There are two methods. The first, which I do not recommend is a patch that allows them to be installed on an invalid key. The second is to use a keygen. These produce "valid" keys, but not official keys. MS only blocks keys beginning with FCKGW as well as these combinations: XXXXX-640-0000356-23XXX and XXXXX-640-2001765-23XXX You need to have a key that is different from these in order to install sp2 (or sp1) and use microsoft windows update. You can either generate your own key via keygen or purchase a key from MS and change your XP key. You can change it by going into your registry or the simple way by getting an xp key changer program. If you use a keygen, not all the keys it gives you will work. You can tell because XP will not activate during the activation wizard. You should probably get about 50 keys and try them one by one.
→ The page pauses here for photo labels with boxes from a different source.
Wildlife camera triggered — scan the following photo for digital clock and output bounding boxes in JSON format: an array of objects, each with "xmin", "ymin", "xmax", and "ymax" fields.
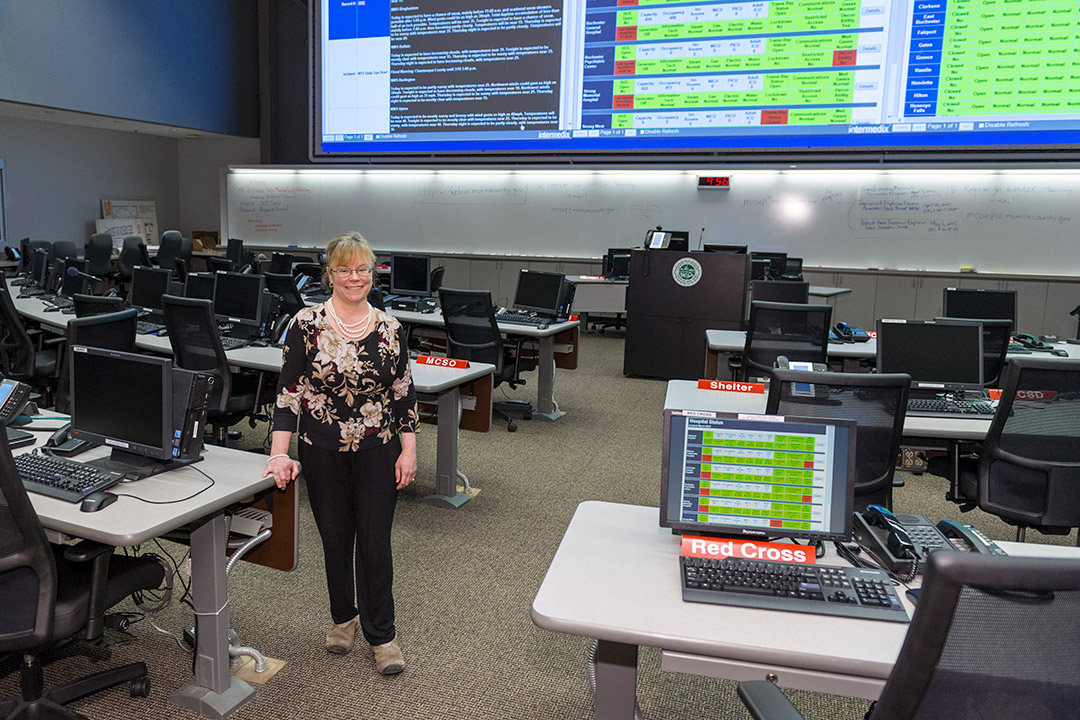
[{"xmin": 698, "ymin": 175, "xmax": 731, "ymax": 190}]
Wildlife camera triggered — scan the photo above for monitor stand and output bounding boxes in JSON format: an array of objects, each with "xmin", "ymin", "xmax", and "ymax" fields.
[{"xmin": 83, "ymin": 448, "xmax": 202, "ymax": 483}]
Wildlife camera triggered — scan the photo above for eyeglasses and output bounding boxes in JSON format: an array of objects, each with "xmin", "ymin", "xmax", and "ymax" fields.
[{"xmin": 332, "ymin": 266, "xmax": 372, "ymax": 277}]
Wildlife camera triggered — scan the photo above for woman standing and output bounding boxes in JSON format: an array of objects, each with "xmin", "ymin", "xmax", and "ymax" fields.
[{"xmin": 266, "ymin": 232, "xmax": 419, "ymax": 675}]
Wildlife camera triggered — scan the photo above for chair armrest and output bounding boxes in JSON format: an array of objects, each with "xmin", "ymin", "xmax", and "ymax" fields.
[{"xmin": 738, "ymin": 680, "xmax": 802, "ymax": 720}]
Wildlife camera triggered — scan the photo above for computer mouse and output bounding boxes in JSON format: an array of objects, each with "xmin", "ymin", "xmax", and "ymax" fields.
[{"xmin": 79, "ymin": 490, "xmax": 118, "ymax": 513}]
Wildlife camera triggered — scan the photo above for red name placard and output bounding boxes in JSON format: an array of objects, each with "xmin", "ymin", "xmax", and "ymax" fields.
[
  {"xmin": 416, "ymin": 355, "xmax": 469, "ymax": 367},
  {"xmin": 698, "ymin": 380, "xmax": 765, "ymax": 395},
  {"xmin": 683, "ymin": 535, "xmax": 818, "ymax": 565}
]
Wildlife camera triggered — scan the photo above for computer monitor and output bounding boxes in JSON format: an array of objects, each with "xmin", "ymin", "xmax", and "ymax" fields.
[
  {"xmin": 701, "ymin": 243, "xmax": 746, "ymax": 255},
  {"xmin": 877, "ymin": 320, "xmax": 983, "ymax": 394},
  {"xmin": 127, "ymin": 266, "xmax": 173, "ymax": 312},
  {"xmin": 184, "ymin": 272, "xmax": 217, "ymax": 300},
  {"xmin": 60, "ymin": 258, "xmax": 86, "ymax": 298},
  {"xmin": 390, "ymin": 254, "xmax": 431, "ymax": 298},
  {"xmin": 514, "ymin": 270, "xmax": 566, "ymax": 317},
  {"xmin": 68, "ymin": 345, "xmax": 214, "ymax": 478},
  {"xmin": 942, "ymin": 287, "xmax": 1016, "ymax": 329},
  {"xmin": 660, "ymin": 409, "xmax": 855, "ymax": 541},
  {"xmin": 214, "ymin": 272, "xmax": 266, "ymax": 327}
]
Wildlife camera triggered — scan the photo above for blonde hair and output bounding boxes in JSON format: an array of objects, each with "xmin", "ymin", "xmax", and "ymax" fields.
[{"xmin": 323, "ymin": 231, "xmax": 375, "ymax": 288}]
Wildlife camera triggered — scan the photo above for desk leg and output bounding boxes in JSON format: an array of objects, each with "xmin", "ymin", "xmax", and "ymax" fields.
[
  {"xmin": 423, "ymin": 388, "xmax": 469, "ymax": 507},
  {"xmin": 593, "ymin": 640, "xmax": 637, "ymax": 720},
  {"xmin": 170, "ymin": 513, "xmax": 255, "ymax": 720},
  {"xmin": 532, "ymin": 335, "xmax": 563, "ymax": 420}
]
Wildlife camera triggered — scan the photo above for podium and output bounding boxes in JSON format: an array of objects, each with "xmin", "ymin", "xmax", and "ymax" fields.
[{"xmin": 622, "ymin": 249, "xmax": 750, "ymax": 380}]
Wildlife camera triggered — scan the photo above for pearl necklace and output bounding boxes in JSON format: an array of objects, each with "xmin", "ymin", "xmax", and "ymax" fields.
[{"xmin": 326, "ymin": 300, "xmax": 372, "ymax": 340}]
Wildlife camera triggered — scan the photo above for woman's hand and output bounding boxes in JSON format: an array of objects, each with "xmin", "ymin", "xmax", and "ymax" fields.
[
  {"xmin": 262, "ymin": 456, "xmax": 300, "ymax": 490},
  {"xmin": 394, "ymin": 433, "xmax": 416, "ymax": 490}
]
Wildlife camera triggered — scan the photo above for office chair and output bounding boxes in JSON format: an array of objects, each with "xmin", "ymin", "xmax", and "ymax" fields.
[
  {"xmin": 438, "ymin": 287, "xmax": 536, "ymax": 433},
  {"xmin": 765, "ymin": 370, "xmax": 912, "ymax": 512},
  {"xmin": 728, "ymin": 301, "xmax": 833, "ymax": 380},
  {"xmin": 161, "ymin": 295, "xmax": 262, "ymax": 446},
  {"xmin": 0, "ymin": 433, "xmax": 165, "ymax": 720},
  {"xmin": 927, "ymin": 357, "xmax": 1080, "ymax": 545},
  {"xmin": 0, "ymin": 283, "xmax": 63, "ymax": 405},
  {"xmin": 56, "ymin": 308, "xmax": 138, "ymax": 412},
  {"xmin": 738, "ymin": 553, "xmax": 1080, "ymax": 720},
  {"xmin": 71, "ymin": 293, "xmax": 127, "ymax": 317}
]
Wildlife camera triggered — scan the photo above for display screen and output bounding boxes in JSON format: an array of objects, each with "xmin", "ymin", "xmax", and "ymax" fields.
[
  {"xmin": 312, "ymin": 0, "xmax": 1080, "ymax": 161},
  {"xmin": 660, "ymin": 410, "xmax": 855, "ymax": 540}
]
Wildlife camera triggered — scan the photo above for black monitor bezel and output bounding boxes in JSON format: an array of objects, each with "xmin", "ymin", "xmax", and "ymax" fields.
[
  {"xmin": 390, "ymin": 253, "xmax": 431, "ymax": 298},
  {"xmin": 660, "ymin": 408, "xmax": 858, "ymax": 542}
]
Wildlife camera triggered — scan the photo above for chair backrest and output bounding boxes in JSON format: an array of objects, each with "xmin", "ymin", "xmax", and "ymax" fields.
[
  {"xmin": 438, "ymin": 287, "xmax": 513, "ymax": 380},
  {"xmin": 0, "ymin": 283, "xmax": 35, "ymax": 381},
  {"xmin": 742, "ymin": 301, "xmax": 833, "ymax": 379},
  {"xmin": 867, "ymin": 553, "xmax": 1080, "ymax": 720},
  {"xmin": 161, "ymin": 295, "xmax": 232, "ymax": 412},
  {"xmin": 86, "ymin": 232, "xmax": 112, "ymax": 277},
  {"xmin": 71, "ymin": 293, "xmax": 127, "ymax": 317},
  {"xmin": 978, "ymin": 357, "xmax": 1080, "ymax": 528},
  {"xmin": 0, "ymin": 425, "xmax": 57, "ymax": 652},
  {"xmin": 158, "ymin": 230, "xmax": 184, "ymax": 270},
  {"xmin": 766, "ymin": 370, "xmax": 912, "ymax": 511}
]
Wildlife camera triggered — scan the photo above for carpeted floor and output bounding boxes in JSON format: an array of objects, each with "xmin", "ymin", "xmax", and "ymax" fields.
[{"xmin": 0, "ymin": 334, "xmax": 1076, "ymax": 720}]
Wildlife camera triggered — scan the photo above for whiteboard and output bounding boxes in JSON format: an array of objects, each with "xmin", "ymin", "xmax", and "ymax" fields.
[{"xmin": 221, "ymin": 166, "xmax": 1080, "ymax": 274}]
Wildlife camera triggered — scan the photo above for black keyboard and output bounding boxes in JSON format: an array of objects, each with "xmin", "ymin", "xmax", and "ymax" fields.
[
  {"xmin": 495, "ymin": 312, "xmax": 552, "ymax": 325},
  {"xmin": 907, "ymin": 397, "xmax": 994, "ymax": 418},
  {"xmin": 15, "ymin": 453, "xmax": 123, "ymax": 502},
  {"xmin": 679, "ymin": 557, "xmax": 910, "ymax": 623}
]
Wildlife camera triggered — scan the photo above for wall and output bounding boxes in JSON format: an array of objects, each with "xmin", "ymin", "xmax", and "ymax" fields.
[{"xmin": 0, "ymin": 0, "xmax": 259, "ymax": 137}]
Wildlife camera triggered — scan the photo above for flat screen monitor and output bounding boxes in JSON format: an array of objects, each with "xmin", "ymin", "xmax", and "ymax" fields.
[
  {"xmin": 184, "ymin": 272, "xmax": 217, "ymax": 300},
  {"xmin": 60, "ymin": 258, "xmax": 86, "ymax": 298},
  {"xmin": 127, "ymin": 266, "xmax": 173, "ymax": 311},
  {"xmin": 214, "ymin": 272, "xmax": 265, "ymax": 327},
  {"xmin": 390, "ymin": 254, "xmax": 431, "ymax": 298},
  {"xmin": 877, "ymin": 320, "xmax": 983, "ymax": 393},
  {"xmin": 514, "ymin": 270, "xmax": 566, "ymax": 317},
  {"xmin": 69, "ymin": 345, "xmax": 213, "ymax": 477},
  {"xmin": 660, "ymin": 409, "xmax": 855, "ymax": 541},
  {"xmin": 701, "ymin": 243, "xmax": 746, "ymax": 255},
  {"xmin": 942, "ymin": 287, "xmax": 1016, "ymax": 328}
]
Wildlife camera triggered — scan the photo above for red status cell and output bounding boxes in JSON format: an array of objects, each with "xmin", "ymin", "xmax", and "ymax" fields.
[
  {"xmin": 761, "ymin": 110, "xmax": 787, "ymax": 125},
  {"xmin": 833, "ymin": 50, "xmax": 855, "ymax": 67}
]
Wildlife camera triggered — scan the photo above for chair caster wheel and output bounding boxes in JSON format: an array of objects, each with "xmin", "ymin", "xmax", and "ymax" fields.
[{"xmin": 129, "ymin": 675, "xmax": 150, "ymax": 697}]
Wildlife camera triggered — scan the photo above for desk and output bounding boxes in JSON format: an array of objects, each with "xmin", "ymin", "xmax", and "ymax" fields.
[
  {"xmin": 29, "ymin": 446, "xmax": 273, "ymax": 718},
  {"xmin": 390, "ymin": 310, "xmax": 580, "ymax": 420},
  {"xmin": 532, "ymin": 501, "xmax": 1080, "ymax": 720}
]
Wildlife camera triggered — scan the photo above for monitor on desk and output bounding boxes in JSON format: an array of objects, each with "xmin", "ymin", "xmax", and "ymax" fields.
[
  {"xmin": 514, "ymin": 270, "xmax": 566, "ymax": 317},
  {"xmin": 942, "ymin": 287, "xmax": 1016, "ymax": 329},
  {"xmin": 877, "ymin": 320, "xmax": 983, "ymax": 396},
  {"xmin": 69, "ymin": 345, "xmax": 214, "ymax": 478},
  {"xmin": 214, "ymin": 272, "xmax": 266, "ymax": 328},
  {"xmin": 660, "ymin": 409, "xmax": 855, "ymax": 541}
]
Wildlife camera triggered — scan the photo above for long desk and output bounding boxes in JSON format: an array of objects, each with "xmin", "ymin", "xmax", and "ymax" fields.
[
  {"xmin": 24, "ymin": 446, "xmax": 273, "ymax": 718},
  {"xmin": 532, "ymin": 501, "xmax": 1080, "ymax": 720}
]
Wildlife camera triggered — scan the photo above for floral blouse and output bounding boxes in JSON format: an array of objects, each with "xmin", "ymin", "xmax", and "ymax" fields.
[{"xmin": 273, "ymin": 304, "xmax": 420, "ymax": 452}]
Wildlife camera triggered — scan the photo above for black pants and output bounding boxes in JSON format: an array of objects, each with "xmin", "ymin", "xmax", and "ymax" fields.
[{"xmin": 298, "ymin": 437, "xmax": 402, "ymax": 646}]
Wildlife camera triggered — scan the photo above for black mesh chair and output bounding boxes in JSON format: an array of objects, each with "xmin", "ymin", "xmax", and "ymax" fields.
[
  {"xmin": 927, "ymin": 357, "xmax": 1080, "ymax": 544},
  {"xmin": 0, "ymin": 283, "xmax": 63, "ymax": 405},
  {"xmin": 766, "ymin": 370, "xmax": 912, "ymax": 512},
  {"xmin": 0, "ymin": 433, "xmax": 165, "ymax": 720},
  {"xmin": 56, "ymin": 308, "xmax": 138, "ymax": 412},
  {"xmin": 438, "ymin": 287, "xmax": 536, "ymax": 432},
  {"xmin": 739, "ymin": 553, "xmax": 1080, "ymax": 720},
  {"xmin": 161, "ymin": 295, "xmax": 262, "ymax": 446},
  {"xmin": 729, "ymin": 301, "xmax": 833, "ymax": 380}
]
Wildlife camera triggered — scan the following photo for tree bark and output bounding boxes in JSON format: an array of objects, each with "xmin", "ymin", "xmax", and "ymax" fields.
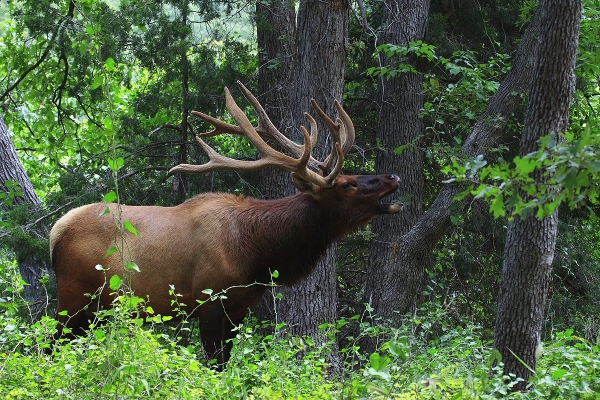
[
  {"xmin": 365, "ymin": 7, "xmax": 540, "ymax": 325},
  {"xmin": 494, "ymin": 0, "xmax": 582, "ymax": 390},
  {"xmin": 0, "ymin": 111, "xmax": 48, "ymax": 300},
  {"xmin": 361, "ymin": 0, "xmax": 429, "ymax": 352},
  {"xmin": 277, "ymin": 0, "xmax": 350, "ymax": 352}
]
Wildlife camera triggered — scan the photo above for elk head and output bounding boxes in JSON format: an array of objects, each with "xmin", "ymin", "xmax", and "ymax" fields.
[{"xmin": 169, "ymin": 81, "xmax": 402, "ymax": 222}]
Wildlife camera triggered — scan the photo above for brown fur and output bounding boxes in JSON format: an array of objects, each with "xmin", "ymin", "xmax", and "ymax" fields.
[{"xmin": 50, "ymin": 175, "xmax": 400, "ymax": 360}]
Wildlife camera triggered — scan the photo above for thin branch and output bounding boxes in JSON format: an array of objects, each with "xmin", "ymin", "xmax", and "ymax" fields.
[{"xmin": 119, "ymin": 165, "xmax": 172, "ymax": 181}]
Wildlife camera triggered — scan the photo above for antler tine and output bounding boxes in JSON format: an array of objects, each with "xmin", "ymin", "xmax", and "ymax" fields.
[
  {"xmin": 311, "ymin": 99, "xmax": 355, "ymax": 176},
  {"xmin": 169, "ymin": 88, "xmax": 316, "ymax": 175}
]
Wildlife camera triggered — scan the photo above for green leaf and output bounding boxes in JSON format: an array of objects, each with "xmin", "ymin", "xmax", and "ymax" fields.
[
  {"xmin": 108, "ymin": 275, "xmax": 122, "ymax": 290},
  {"xmin": 102, "ymin": 190, "xmax": 117, "ymax": 203},
  {"xmin": 123, "ymin": 221, "xmax": 139, "ymax": 236},
  {"xmin": 104, "ymin": 246, "xmax": 119, "ymax": 258},
  {"xmin": 125, "ymin": 261, "xmax": 140, "ymax": 272},
  {"xmin": 490, "ymin": 193, "xmax": 506, "ymax": 218},
  {"xmin": 90, "ymin": 75, "xmax": 104, "ymax": 90},
  {"xmin": 107, "ymin": 157, "xmax": 125, "ymax": 172},
  {"xmin": 104, "ymin": 57, "xmax": 115, "ymax": 71},
  {"xmin": 552, "ymin": 368, "xmax": 567, "ymax": 379}
]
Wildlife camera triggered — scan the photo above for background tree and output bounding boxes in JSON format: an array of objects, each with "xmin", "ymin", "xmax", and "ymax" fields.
[
  {"xmin": 363, "ymin": 0, "xmax": 429, "ymax": 351},
  {"xmin": 494, "ymin": 0, "xmax": 582, "ymax": 390},
  {"xmin": 0, "ymin": 110, "xmax": 48, "ymax": 300},
  {"xmin": 365, "ymin": 2, "xmax": 539, "ymax": 323}
]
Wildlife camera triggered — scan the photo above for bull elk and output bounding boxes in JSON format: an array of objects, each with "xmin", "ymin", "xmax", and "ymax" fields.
[{"xmin": 50, "ymin": 82, "xmax": 402, "ymax": 361}]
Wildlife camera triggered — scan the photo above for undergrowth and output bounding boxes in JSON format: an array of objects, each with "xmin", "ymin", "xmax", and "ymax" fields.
[{"xmin": 0, "ymin": 263, "xmax": 600, "ymax": 399}]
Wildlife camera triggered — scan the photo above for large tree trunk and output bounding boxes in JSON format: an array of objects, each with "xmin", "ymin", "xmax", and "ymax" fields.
[
  {"xmin": 0, "ymin": 115, "xmax": 48, "ymax": 300},
  {"xmin": 277, "ymin": 0, "xmax": 350, "ymax": 356},
  {"xmin": 362, "ymin": 0, "xmax": 429, "ymax": 352},
  {"xmin": 366, "ymin": 7, "xmax": 540, "ymax": 324},
  {"xmin": 494, "ymin": 0, "xmax": 582, "ymax": 390},
  {"xmin": 255, "ymin": 0, "xmax": 349, "ymax": 361},
  {"xmin": 253, "ymin": 0, "xmax": 297, "ymax": 323}
]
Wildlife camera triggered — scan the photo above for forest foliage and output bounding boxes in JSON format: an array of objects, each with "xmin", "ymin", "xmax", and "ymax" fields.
[{"xmin": 0, "ymin": 0, "xmax": 600, "ymax": 398}]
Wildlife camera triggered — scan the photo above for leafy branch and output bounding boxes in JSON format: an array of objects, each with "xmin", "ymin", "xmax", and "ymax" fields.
[{"xmin": 443, "ymin": 125, "xmax": 600, "ymax": 219}]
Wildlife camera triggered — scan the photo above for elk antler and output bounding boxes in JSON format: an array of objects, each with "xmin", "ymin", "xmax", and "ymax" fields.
[{"xmin": 169, "ymin": 81, "xmax": 355, "ymax": 186}]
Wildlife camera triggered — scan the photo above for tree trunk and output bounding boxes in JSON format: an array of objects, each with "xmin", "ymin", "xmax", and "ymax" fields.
[
  {"xmin": 0, "ymin": 115, "xmax": 48, "ymax": 300},
  {"xmin": 270, "ymin": 0, "xmax": 350, "ymax": 360},
  {"xmin": 494, "ymin": 0, "xmax": 582, "ymax": 390},
  {"xmin": 253, "ymin": 0, "xmax": 297, "ymax": 322},
  {"xmin": 365, "ymin": 7, "xmax": 540, "ymax": 330},
  {"xmin": 361, "ymin": 0, "xmax": 429, "ymax": 352}
]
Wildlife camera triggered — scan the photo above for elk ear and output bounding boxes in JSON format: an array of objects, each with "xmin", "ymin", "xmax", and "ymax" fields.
[{"xmin": 292, "ymin": 172, "xmax": 319, "ymax": 199}]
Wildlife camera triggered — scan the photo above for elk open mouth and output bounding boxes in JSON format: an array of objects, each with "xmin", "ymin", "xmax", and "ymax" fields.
[{"xmin": 379, "ymin": 186, "xmax": 404, "ymax": 214}]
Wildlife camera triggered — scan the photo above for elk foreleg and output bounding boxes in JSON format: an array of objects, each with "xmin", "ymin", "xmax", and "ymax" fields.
[{"xmin": 199, "ymin": 302, "xmax": 227, "ymax": 369}]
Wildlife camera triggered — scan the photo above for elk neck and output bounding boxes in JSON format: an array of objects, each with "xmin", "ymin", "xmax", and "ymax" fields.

If XP activates during the Wizard, it will just go back a screen. It will not give any type of confirmation. If this happens you can reboot your PC. After you reboot, go to www.softwarepatch.com and download xp sp2. You can also go to microsoft downloads, but it is a little hard to find it. If you do, get the network install, [bold]not[/bold] the single user install. It will be about 230MB so you need DSL or Cable. You can also use a school PC if it has T1. Try to install. After it exctracts the files if it starts intalling you are fine. Finish the install. If you want hard copies of updates before going to windows update get these updates: kb873333 kb873339 kb883939 kb885250 kb885836 kb886185 kb887472 kb887742 kb888113 kb888302 kb890046 kb890175 kb890830 kb890859 kb891781 kb893066 kb893086 kb896358 kb896422 kb896428 kb898461 kb901214 kb903235 Also get windows installer 3.1 After that go to windows update and you will be prompted to download the validation tool. Download it and after you are done do not validate. Close the browser and re-open. Either disable the tool from the add-ons menu or by entering javascript:void(window.g_sDisableWGACheck='all') in the browser. You will download a few more updates and then you will be done. You could also skip the microsoft update by using FireFox and going to windowsupdate.62nds.com Funny thing is that this one is a little better in giving driver updates than Microsoft's windows update.
You can actually validate your pirated windows. You can use Microsofts own Validation tool to do this. It is a tool called genuinecheck.exe You will also need a valid Windows XP. Use the tool on the valid XP and manually install it in your pirated xp. I do not know how to do this though. The key it gives you will only work for a short time, so you will never find one posted on-line.
the # i use plus the patch off the news forum allows me to do all the updates & i already install sp1 off my cd before doing the updates.